For configuration scanning, file integrity scanning, and special events, you indicate for each specified event whether it should also trigger an alert. (By default audit events are not alertable, but those settings also are configurable on the Site Admoinistration page of the Halo portal.)
You can think of issues as casting the broadest net to capture potential security risks on your servers. The set of events that you define can be just as broad (if you log every issue), or it can be somewhat more targeted toward those issues that you feel are more likely to indicate a significant security problem. And the set of alerts you define should be much smaller, restricted to the subset of events for which time-critical response is imperative.
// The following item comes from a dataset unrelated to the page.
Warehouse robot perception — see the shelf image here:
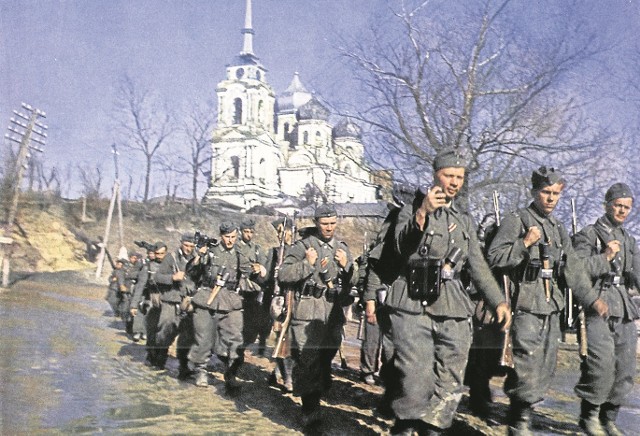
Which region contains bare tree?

Where do you go to view and address these occurrences?
- You can view issues on an individual server's Scan Details page (accessed from the portal Dashboard), on a server's Scan History page (accessed from its Scan Details page), or on the general Server Scan History page (accessed from the Servers menu).
- You can view events on an individual server's Security Events page (accessed from the Dashboard) and on the general Security Events History page (accessed from the Servers menu).
- Alerts appear in the email in-boxes of the individuals (who do not have to be Halo users) who have been specified as alert recipients.
Typically, there is a large overlap between issues and events. Most issues that you want to be reported should probably also be logged as event , so you will mark them for logging. However, any rules or targets that you do not mark for logging will appear as scan-result issues but will not appear as events.
The rest of this document describes how to set up, make use of, and interpret your issues, events, and alerts.